I really appreciate this work. I’ve been looking into some of the same questions recently, but like you say everything I’ve been able to find up to now seem very siloed and fail to take into account all of the potentially important issues. To convince people of your thesis though, I think it needs more of the following:
Discussion of more energy transition scenarios and their potential obstacles. It currently focuses a lot on the impossibility of using batteries to store 1 month worth of electricity, but I’m guessing that it might be much more realistic to use batteries only for daily storage, with seasonal/longer term variations being handled by a combination of overcapacity and fossil fuel backup, or by adaptation on the demand side.
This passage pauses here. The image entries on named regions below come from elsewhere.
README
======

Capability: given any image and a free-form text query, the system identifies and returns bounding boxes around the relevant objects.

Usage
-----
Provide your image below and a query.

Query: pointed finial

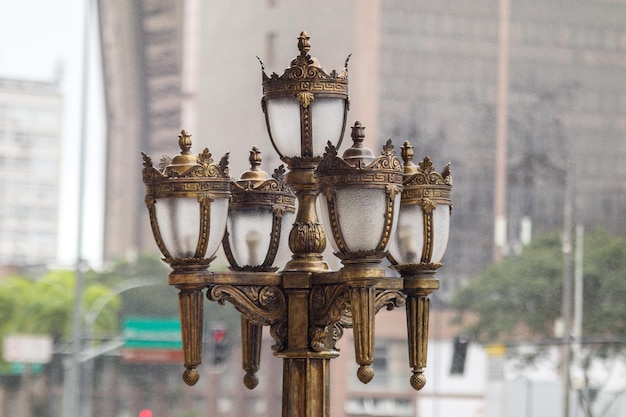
[350,120,365,148]
[178,129,191,155]
[298,31,311,55]
[248,146,261,171]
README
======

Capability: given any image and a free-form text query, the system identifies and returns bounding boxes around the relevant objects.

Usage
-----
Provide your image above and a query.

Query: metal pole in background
[63,0,92,417]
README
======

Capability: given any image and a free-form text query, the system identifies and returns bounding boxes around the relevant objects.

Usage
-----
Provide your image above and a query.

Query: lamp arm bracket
[338,288,406,329]
[310,284,350,352]
[207,285,287,326]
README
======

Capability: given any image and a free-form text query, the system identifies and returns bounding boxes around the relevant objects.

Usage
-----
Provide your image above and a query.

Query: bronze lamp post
[143,32,451,417]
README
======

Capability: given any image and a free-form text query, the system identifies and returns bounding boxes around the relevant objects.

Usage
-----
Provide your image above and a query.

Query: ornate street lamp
[388,141,452,390]
[144,32,450,417]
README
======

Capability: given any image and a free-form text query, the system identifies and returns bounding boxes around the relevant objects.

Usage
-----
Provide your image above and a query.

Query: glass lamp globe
[316,122,402,266]
[389,141,452,271]
[223,147,296,271]
[262,32,348,161]
[143,130,230,271]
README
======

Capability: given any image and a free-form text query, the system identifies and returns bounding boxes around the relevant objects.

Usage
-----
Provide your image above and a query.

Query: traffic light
[210,327,230,368]
[450,336,469,375]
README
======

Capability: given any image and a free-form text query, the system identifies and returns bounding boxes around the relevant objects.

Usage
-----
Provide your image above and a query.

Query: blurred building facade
[100,0,626,292]
[99,0,626,415]
[0,79,63,274]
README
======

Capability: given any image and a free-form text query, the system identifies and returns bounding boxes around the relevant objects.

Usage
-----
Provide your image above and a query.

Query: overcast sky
[0,0,105,265]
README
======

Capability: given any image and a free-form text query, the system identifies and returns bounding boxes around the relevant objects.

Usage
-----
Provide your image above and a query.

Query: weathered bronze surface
[143,32,451,417]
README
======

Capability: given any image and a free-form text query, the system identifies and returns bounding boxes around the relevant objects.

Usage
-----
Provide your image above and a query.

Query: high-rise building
[101,0,626,292]
[96,0,626,413]
[0,79,63,268]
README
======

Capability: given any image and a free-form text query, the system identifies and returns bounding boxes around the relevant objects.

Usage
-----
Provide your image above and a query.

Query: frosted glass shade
[266,97,346,158]
[226,207,294,267]
[320,187,400,252]
[155,197,228,258]
[389,204,450,264]
[226,208,272,266]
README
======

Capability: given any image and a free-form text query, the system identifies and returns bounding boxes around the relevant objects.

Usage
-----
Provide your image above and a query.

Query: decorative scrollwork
[207,285,287,326]
[311,284,350,352]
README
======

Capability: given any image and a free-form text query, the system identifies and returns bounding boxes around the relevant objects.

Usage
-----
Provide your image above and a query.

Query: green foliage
[93,255,240,337]
[0,271,120,354]
[452,230,626,342]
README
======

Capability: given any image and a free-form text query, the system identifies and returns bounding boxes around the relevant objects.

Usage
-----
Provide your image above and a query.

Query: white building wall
[0,79,62,267]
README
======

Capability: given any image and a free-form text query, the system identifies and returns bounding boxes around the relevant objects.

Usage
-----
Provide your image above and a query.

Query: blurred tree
[92,255,240,341]
[0,270,120,416]
[451,230,626,416]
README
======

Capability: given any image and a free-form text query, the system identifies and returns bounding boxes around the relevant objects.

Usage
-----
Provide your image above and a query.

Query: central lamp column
[284,161,328,272]
[276,271,338,417]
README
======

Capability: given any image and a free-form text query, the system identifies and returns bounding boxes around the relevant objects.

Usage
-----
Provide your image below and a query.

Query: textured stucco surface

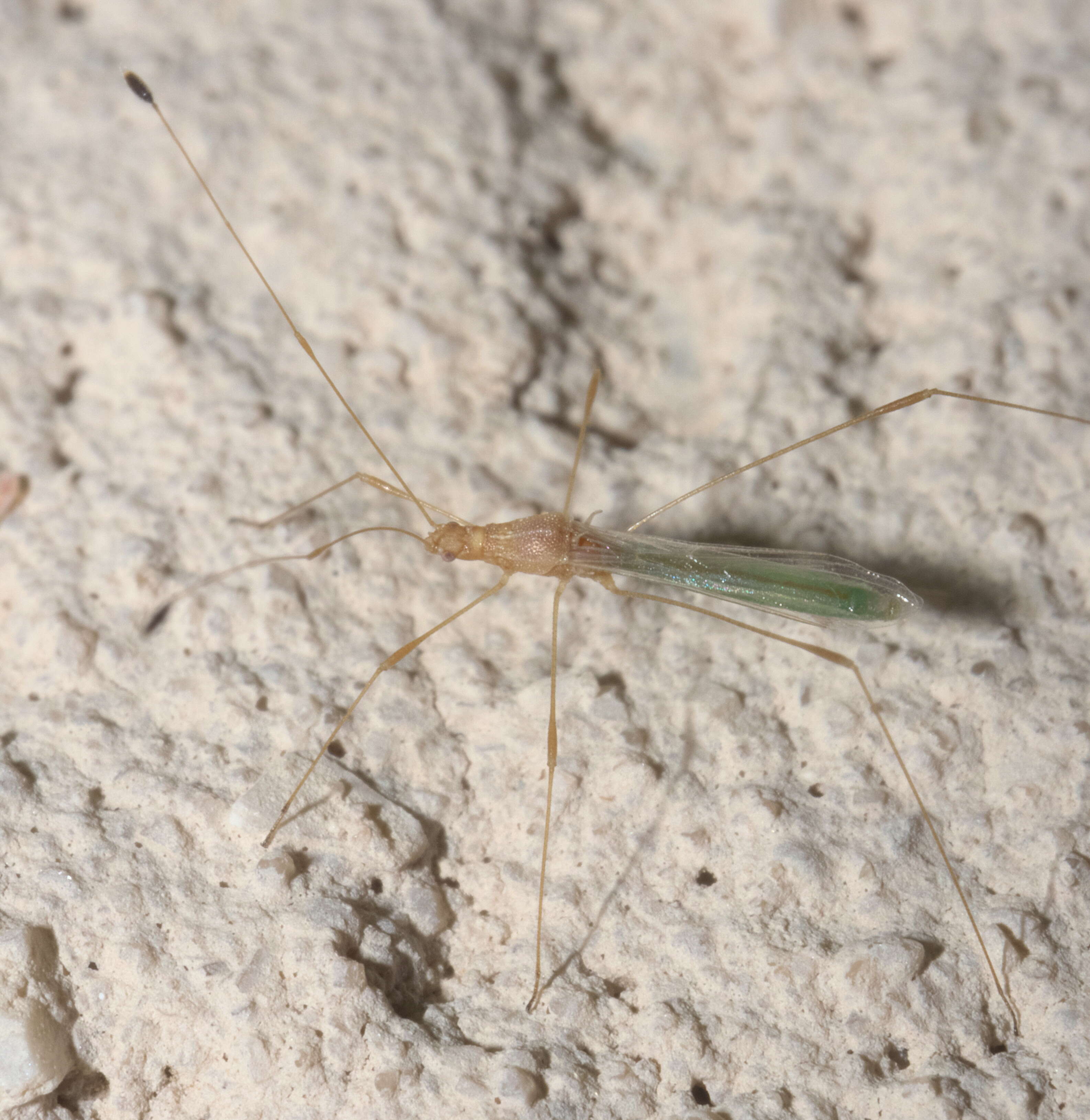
[0,0,1090,1120]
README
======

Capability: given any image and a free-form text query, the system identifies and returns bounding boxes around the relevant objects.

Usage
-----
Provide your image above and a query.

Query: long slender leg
[627,389,1090,533]
[564,366,602,518]
[597,576,1022,1035]
[124,70,436,529]
[526,578,569,1011]
[261,572,511,848]
[143,525,423,634]
[231,470,466,529]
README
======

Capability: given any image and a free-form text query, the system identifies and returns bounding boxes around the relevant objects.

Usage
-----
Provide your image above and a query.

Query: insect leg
[526,578,569,1011]
[261,573,511,848]
[598,575,1022,1035]
[627,389,1090,533]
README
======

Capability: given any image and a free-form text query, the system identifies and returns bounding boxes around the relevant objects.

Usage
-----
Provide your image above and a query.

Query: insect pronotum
[124,70,1090,1033]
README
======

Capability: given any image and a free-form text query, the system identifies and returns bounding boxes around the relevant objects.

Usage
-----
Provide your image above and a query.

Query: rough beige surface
[0,0,1090,1120]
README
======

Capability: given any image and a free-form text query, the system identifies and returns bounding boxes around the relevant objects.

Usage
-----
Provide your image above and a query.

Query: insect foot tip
[143,602,170,637]
[124,70,156,105]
Discussion of counterarguments to your positions. You already do some of this (e.g. “Dave finds it pessimistic, he thinks they give too much importance to land use and climate impacts, and that the model should have higher efficiency and growth of renewables.”) but would appreciate more details of the counterarguments and why you still disagree with them.
In the long run, why is it impossible to build an abundant energy system using only highly available minerals? It seems like your main argument here is that renewables have low EROI, but why can’t we greatly improve that in the future? For example, if much of the current energy investment into renewables goes to spending energy on maintaining living standards that workers demand (I don’t know if this is actually true or not), we could potentially lower that amount by increasing automation. What are the fundamental limits to such improvements?
Thanks for this feedback! This is really useful, it can help me to improve.
This could be a good idea, making different scenarios could clarify things, indeed. I think I will do that.
I didn’t have the impression that I focused so much on battery storage, however—I talk about it for metals, but the issue of metal scarcity spans is valid for many technologies. For me, the biggest issue is manufacturing: hard to change at the speed required, requiring a lot of investment, and leading to considerable losses in efficiency.
For seasonal storage specifically, I wouldn’t count on finite fossil fuels, and overcapacity is both energy costly (building even more of what we have) and has limited potential (the “one month of storage required” already is for a “supergrid” over the Mediterranean sea). Adapting demand would work better, but I don’t know to which extent this can be done—factories need to be used 60-90% of the time to pay for the investment cost.
Same, good idea. I though about detailing common counterarguments but everything seemed very long already. But doing so could also clarify things. How do you suggest I do this? Making a new post with scenarios and counterarguments ? Or editing the existing ones ?
This is an interesting question, and it could be an additional kind of scenario that would not take into account the issue of time. There are several reasons I see limits to that, but a main limit is low EROI, indeed. There are 2 different opposing trends: on one side, EROI can improve because of technological progress—but on the other, EROI will likely be lower because of declining metal ores, storage, and the need to replace transportation and roads and manufacturing with less efficient solutions (like hydrogen).
Another question I have is whether we can maintain our complex society at all with only abundant metals, as the others will face declining trends: for instance, a smartphone uses 60 different metals in the periodic table. Computers are also very complex. They would be required for a lot of automation. I don’t think that can be sustainable, or only at a much smaller scale.